Sam Blewett, PA Deputy Political Editor
Former British prime minister Boris Johnson has criticised the new Brexit deal for Northern Ireland, arguing it is “not about the UK taking back control” and suggesting he will not vote for the plan.
Mr Johnson said he would find it “very difficult” to support the Windsor agreement in vote in the UK’s House of Commons despite claiming some credit for the new pact.
In a combative speech in Westminster, Mr Johnson said he hopes DUP leader Sir Jeffrey Donaldson restores powersharing to Northern Ireland.

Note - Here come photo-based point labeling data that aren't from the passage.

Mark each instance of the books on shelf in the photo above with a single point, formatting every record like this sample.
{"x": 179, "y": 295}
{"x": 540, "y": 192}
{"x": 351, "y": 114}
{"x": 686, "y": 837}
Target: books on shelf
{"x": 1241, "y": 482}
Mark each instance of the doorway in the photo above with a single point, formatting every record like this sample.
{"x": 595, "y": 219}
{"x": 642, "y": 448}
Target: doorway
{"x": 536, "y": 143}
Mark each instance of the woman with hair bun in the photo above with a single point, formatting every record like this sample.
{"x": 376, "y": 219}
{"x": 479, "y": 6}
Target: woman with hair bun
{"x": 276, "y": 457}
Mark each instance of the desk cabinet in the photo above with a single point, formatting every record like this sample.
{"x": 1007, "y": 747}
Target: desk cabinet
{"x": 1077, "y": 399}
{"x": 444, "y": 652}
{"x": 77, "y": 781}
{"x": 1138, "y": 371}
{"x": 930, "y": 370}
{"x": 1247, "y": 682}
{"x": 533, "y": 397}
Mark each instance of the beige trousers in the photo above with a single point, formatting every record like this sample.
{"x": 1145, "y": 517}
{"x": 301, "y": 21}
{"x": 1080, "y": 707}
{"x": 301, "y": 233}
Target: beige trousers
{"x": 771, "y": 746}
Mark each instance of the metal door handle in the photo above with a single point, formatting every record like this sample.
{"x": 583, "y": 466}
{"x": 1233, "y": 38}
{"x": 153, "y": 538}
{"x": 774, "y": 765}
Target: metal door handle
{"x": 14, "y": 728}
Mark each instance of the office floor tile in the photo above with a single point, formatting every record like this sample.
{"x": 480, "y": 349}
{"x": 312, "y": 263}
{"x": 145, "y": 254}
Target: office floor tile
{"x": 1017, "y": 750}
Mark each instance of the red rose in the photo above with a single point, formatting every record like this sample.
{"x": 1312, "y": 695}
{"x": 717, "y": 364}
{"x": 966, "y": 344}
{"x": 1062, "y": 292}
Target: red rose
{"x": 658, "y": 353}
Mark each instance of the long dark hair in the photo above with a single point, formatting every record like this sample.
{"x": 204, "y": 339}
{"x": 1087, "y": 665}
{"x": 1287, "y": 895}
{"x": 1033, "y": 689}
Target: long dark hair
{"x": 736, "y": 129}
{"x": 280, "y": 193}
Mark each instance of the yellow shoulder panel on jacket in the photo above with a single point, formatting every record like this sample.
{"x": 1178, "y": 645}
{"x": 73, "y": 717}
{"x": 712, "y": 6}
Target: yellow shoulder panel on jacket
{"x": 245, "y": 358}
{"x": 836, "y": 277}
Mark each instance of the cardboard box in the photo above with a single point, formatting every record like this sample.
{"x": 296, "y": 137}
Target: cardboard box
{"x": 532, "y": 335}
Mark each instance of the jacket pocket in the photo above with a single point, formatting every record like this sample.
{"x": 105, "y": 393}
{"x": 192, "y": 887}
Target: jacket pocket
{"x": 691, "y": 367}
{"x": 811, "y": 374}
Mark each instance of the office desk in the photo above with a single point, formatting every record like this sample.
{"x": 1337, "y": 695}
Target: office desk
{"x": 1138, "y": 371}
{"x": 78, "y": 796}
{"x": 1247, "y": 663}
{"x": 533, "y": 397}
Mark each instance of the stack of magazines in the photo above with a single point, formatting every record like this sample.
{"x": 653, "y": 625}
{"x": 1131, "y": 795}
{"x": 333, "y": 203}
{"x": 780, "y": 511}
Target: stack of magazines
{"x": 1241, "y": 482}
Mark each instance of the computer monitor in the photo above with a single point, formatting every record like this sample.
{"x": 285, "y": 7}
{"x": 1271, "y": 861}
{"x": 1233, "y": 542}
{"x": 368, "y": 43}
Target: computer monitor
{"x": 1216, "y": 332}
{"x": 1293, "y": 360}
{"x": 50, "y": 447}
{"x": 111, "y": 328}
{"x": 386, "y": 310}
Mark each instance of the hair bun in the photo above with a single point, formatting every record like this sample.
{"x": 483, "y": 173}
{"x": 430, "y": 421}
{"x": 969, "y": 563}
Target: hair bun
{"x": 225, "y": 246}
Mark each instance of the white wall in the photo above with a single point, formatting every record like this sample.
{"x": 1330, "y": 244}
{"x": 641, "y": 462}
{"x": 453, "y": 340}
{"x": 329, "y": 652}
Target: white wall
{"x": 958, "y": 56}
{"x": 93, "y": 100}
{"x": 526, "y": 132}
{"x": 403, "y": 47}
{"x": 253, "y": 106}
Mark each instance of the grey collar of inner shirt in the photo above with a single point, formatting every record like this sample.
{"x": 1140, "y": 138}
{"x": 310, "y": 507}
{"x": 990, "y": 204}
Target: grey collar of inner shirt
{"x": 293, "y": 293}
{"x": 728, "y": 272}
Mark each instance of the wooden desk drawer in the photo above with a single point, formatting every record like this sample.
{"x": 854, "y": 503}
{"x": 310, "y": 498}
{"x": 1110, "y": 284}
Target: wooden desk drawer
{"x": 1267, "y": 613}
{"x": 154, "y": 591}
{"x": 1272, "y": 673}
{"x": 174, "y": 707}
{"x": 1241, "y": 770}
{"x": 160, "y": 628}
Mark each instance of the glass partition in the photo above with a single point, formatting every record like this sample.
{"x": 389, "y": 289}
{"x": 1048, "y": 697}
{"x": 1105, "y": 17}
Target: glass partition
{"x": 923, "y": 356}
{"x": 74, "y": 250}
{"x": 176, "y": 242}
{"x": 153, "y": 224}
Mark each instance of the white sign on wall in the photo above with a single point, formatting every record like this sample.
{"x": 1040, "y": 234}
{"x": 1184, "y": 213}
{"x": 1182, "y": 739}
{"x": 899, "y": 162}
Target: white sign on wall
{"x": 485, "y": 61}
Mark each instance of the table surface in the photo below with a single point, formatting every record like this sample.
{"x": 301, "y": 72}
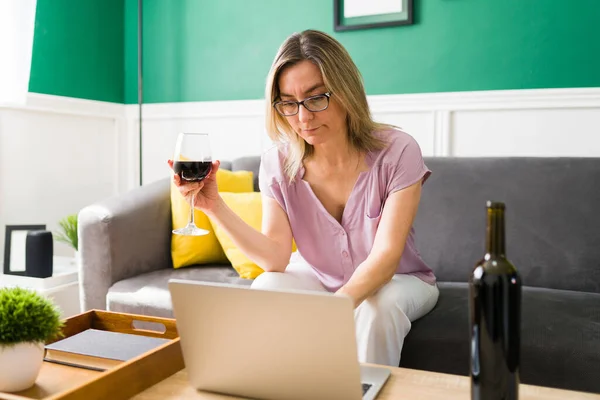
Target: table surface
{"x": 402, "y": 384}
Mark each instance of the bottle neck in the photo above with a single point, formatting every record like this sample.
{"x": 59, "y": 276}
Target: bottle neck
{"x": 495, "y": 232}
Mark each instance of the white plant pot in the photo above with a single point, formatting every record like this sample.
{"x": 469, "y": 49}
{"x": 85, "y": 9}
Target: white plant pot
{"x": 20, "y": 365}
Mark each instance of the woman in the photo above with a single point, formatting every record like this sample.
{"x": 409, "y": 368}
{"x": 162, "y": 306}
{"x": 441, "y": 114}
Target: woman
{"x": 344, "y": 187}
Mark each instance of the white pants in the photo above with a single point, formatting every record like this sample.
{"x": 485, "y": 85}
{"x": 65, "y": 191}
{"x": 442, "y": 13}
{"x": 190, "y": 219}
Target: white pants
{"x": 382, "y": 321}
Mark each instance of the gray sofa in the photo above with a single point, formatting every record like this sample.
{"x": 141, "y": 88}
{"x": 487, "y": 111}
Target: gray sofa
{"x": 553, "y": 238}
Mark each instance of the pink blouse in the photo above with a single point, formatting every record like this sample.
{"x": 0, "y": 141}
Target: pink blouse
{"x": 335, "y": 250}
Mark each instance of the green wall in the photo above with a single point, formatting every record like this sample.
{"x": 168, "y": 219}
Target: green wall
{"x": 198, "y": 50}
{"x": 78, "y": 49}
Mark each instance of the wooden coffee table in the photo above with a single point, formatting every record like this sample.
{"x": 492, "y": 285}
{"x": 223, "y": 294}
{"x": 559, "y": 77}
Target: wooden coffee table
{"x": 402, "y": 384}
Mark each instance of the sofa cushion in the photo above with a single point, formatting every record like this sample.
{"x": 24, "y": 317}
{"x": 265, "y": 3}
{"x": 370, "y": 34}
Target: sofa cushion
{"x": 148, "y": 294}
{"x": 551, "y": 218}
{"x": 191, "y": 250}
{"x": 560, "y": 337}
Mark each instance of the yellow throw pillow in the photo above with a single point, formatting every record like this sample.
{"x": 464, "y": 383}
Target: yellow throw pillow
{"x": 248, "y": 206}
{"x": 191, "y": 250}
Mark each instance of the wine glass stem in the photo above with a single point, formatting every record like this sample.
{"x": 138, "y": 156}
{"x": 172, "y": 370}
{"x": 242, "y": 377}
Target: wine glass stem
{"x": 192, "y": 202}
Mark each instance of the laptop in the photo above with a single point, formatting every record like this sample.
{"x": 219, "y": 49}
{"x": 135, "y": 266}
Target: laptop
{"x": 271, "y": 344}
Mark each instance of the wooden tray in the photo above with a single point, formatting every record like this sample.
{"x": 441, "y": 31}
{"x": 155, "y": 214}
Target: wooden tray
{"x": 123, "y": 381}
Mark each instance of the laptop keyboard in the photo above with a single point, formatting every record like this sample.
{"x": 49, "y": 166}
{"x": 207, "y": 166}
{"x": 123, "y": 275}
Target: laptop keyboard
{"x": 366, "y": 387}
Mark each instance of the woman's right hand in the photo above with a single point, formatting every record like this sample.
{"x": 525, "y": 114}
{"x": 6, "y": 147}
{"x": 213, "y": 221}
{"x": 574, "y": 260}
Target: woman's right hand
{"x": 206, "y": 191}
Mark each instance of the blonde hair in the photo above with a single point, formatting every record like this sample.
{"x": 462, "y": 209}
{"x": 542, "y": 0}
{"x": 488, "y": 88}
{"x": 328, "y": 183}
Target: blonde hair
{"x": 341, "y": 77}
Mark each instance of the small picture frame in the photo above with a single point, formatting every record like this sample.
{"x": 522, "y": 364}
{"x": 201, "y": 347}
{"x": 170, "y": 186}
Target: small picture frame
{"x": 14, "y": 247}
{"x": 366, "y": 14}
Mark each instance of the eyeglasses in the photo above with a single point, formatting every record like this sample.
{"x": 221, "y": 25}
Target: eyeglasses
{"x": 316, "y": 103}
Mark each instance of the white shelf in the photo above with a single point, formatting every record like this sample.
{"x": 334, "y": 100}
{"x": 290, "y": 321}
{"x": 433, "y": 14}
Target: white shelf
{"x": 64, "y": 271}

But he raised numerous concerns about the new deal with the European Union, saying: “I’m conscious I’m not going to be thanked for saying this, but I think it is my job to do so, we must be clear about what is really going on here.

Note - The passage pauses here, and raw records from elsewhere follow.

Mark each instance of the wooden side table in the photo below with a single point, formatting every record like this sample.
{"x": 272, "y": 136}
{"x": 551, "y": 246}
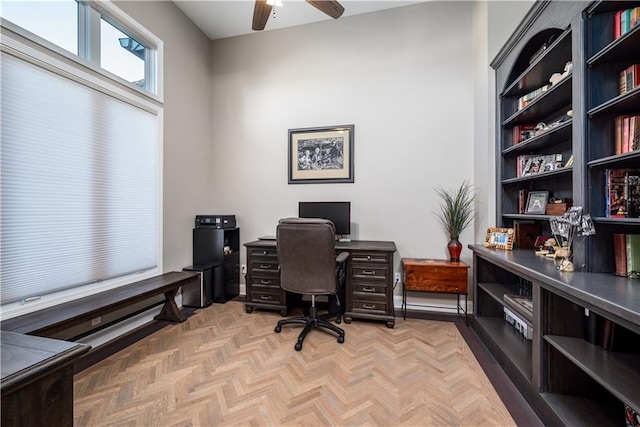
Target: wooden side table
{"x": 434, "y": 275}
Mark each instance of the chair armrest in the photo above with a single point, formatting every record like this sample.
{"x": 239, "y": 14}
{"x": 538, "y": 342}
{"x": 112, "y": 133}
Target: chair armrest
{"x": 342, "y": 257}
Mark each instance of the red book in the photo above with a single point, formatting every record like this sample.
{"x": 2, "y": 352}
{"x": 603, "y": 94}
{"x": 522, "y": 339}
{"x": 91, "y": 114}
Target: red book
{"x": 618, "y": 138}
{"x": 625, "y": 134}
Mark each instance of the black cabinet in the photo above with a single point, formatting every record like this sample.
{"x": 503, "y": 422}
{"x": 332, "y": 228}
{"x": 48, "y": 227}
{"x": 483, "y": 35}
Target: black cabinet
{"x": 219, "y": 248}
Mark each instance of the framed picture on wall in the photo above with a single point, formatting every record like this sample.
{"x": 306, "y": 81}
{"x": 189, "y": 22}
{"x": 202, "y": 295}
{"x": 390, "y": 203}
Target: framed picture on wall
{"x": 321, "y": 155}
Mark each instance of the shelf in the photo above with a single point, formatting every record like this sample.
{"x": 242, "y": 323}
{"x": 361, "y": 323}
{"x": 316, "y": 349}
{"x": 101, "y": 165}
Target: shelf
{"x": 620, "y": 221}
{"x": 619, "y": 377}
{"x": 559, "y": 133}
{"x": 549, "y": 102}
{"x": 622, "y": 104}
{"x": 621, "y": 49}
{"x": 627, "y": 160}
{"x": 538, "y": 176}
{"x": 579, "y": 411}
{"x": 515, "y": 347}
{"x": 538, "y": 73}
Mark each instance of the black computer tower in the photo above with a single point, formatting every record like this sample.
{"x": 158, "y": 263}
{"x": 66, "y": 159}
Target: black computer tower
{"x": 219, "y": 248}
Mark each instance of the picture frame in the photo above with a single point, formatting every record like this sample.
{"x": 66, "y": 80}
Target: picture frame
{"x": 537, "y": 202}
{"x": 499, "y": 238}
{"x": 321, "y": 155}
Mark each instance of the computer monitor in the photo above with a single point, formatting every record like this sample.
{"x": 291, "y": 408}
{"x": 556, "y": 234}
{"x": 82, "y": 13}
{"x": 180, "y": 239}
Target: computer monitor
{"x": 337, "y": 212}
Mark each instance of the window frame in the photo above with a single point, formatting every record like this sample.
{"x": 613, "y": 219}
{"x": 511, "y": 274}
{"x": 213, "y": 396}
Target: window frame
{"x": 90, "y": 12}
{"x": 20, "y": 43}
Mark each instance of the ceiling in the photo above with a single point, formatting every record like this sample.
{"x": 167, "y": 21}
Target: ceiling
{"x": 227, "y": 18}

“This is not about the UK taking back control and although there are easements this is really a version of the solution that was being offered last year to Liz Truss when she was foreign secretary.
“This is the EU graciously unbending to allow us to do what we want to do in our own country, not by our laws, but by theirs.”
Mr Johnson called for his controversial Northern Ireland Protocol Bill, which the EU argued would breach international law, to be restored if the new deal does not work out.
“I’m going to find it very difficult to vote for something like this myself, because I believed we should’ve done something very different. No matter how much plaster came off the ceiling in Brussels,” he said.
“I hope that it will work and I also hope that if it doesn’t work we will have the guts to employ that Bill again, because I have no doubt at all that that is what brought the EU to negotiate seriously.”